The COSMO-RS model is another hybrid model using the surface polarization charge density derived from continuum COSMO calculations to estimate the interaction energies with neighbored molecules. COSMO-RS is able to account for a major part of reorientation and strong directional interactions like hydrogen bonding within the first solvation shell. It yields thermodynamically consistent mixture thermodynamics and is often used in addition to UNIFAC in chemical engineering applications.

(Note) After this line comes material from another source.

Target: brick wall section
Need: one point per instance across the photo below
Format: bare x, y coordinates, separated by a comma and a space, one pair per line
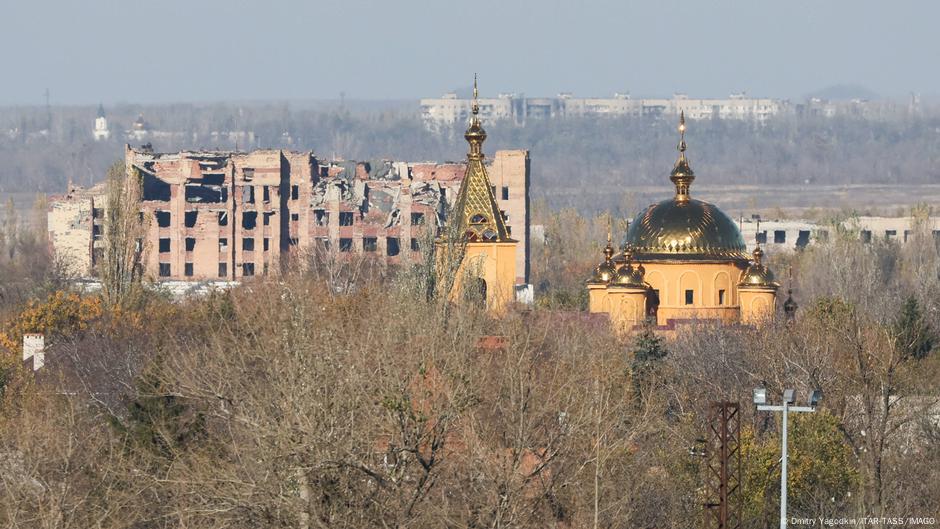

== Applications to QSAR and QSPR ==

Quantitative structure–activity relationships/quantitative structure–property relationships (QSAR/QSPR), whilst unable to directly model the physical process occurring in a condensed solvent phase, can provide useful predictions of solvent and solvation properties and activities; such as the solubility of a solute. These methods come in a varied way from simple regression models to sophisticated machine learning methods. Generally, QSAR/QSPR methods require descriptors; these come in many different forms and are used to represent physical features and properties of a system of interest. Descriptors are generally single numerical values which hold some information about a physical property. A regression model or statistical learning model is then applied to find a correlation between the descriptor(s) and the property of interest. Once trained on some known data these model can be applied to similar unknown data to make predictions. Typically the known data comes from experimental measurement, although there is no reason why similar methods can not be used to correlate descriptor(s) with theoretical or predicted values. It is currently debated whether if more accurate experimental data was used to train these models whether the prediction from such models would be more accurate.

More recently the rise of deep learning has provided many methods to generate embedded representations of molecules.

Some of these methods have also been applied to solvation properties such as solubility prediction.